GeekyArtistWoman - Lubzi

The juice of my heart

I call myself LubziI am from Palestine. I live there too
I am a blend of cultures, a salad of sounds, colors & words. I like to create. I love learning. I aspire to inspire. seek freedom, harmony, peace and justice. I like to be a bridge between hearts and mindsbetween people from different cultures and backgrounds.
Here you'll find my theatre sound designs, audio art pieces, some of my writings and sketches & all kinds of crazy mixes and audio experiments that I do.

Monday, January 13, 2025

A crush

People like you intimidate me. 

Maybe that's why I had a crush on you. Because deep down I'm intimidated by you and want your acceptance. I subconsciously seek your approval. Not because I'm impressed by your behavior or your character. 

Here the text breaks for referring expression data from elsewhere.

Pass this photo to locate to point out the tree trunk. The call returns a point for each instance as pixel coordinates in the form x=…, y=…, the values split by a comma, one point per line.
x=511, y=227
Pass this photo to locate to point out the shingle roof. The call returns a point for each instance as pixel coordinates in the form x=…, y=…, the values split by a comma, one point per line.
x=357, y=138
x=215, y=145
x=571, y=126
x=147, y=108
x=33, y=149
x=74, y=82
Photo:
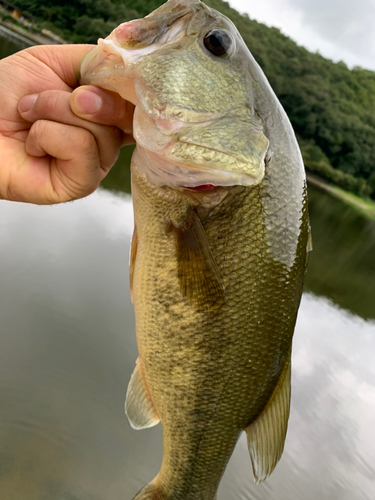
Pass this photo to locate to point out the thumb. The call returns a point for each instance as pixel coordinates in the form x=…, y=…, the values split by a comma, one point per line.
x=102, y=106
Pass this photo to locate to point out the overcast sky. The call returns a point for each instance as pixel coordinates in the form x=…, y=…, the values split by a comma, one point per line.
x=338, y=29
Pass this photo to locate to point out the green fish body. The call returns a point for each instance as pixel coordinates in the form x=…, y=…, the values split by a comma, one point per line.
x=220, y=243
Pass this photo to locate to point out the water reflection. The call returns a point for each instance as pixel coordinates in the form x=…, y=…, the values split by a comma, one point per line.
x=68, y=349
x=10, y=42
x=342, y=264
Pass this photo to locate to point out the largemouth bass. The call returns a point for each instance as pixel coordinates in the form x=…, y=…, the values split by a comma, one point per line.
x=219, y=249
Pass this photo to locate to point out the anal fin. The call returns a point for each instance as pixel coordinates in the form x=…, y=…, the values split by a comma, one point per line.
x=266, y=435
x=138, y=405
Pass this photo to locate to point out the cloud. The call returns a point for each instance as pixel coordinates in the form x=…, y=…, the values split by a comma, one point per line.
x=338, y=29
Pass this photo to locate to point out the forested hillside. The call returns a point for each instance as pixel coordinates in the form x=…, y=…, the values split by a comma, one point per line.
x=331, y=107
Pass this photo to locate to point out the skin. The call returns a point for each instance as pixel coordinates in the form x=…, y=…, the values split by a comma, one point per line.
x=57, y=142
x=216, y=275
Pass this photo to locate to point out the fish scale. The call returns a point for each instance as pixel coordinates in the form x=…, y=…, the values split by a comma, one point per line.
x=220, y=244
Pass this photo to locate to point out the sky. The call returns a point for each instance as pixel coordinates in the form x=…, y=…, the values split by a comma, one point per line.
x=338, y=29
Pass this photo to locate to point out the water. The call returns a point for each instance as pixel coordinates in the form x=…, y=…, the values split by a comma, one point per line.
x=68, y=349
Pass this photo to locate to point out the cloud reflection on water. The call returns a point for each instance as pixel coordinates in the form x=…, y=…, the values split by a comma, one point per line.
x=68, y=348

You don't treat me the way I need to be treated. You are moody. You give and withdraw as you please. You hold the strings. You keep the game in your hands. I am a mere receiver of your control. I hate that. 

This has nothing to do with my crush on you. My crush is a reaction to your sense of authority and entitlement. 

You're controlling. Too controlling. I can't handle that.. I feel used but can't push back. I feel disrespected but can't find the courage to tell you to stop. 

I have a strange relationship with authority and entitlement. I desire my oppressor sometimes. Maybe it's my subconscious need to dominate them emotionally or sexually. 

People like you make me realize my vulnerability and I find myself compromising my integrity and my values. I behave like immature teenagers. I hate it when I act like I'm not me. 

I have a strong feeling that I need to protect myself from you and people like you. People who are more than willing to use those around them. Who are woven of melodrama. Moody controlling little bullies.

I wanted you to love me so bad. But why? 

I need to be as far as possible from you. You bring out  in me something I don't like.

 I find myself  needing to protect myself from you. I need to avoid you. 

You accuse me of blaming and being judgmental when I question you. You snap at me. I can expect at any time a backlash. A fit of disrespect. I had to walk away and let you go.  I feel your lack of sincerity. You want my attention and don't mind my love. As long as you're in control and I'm following like a little puppy.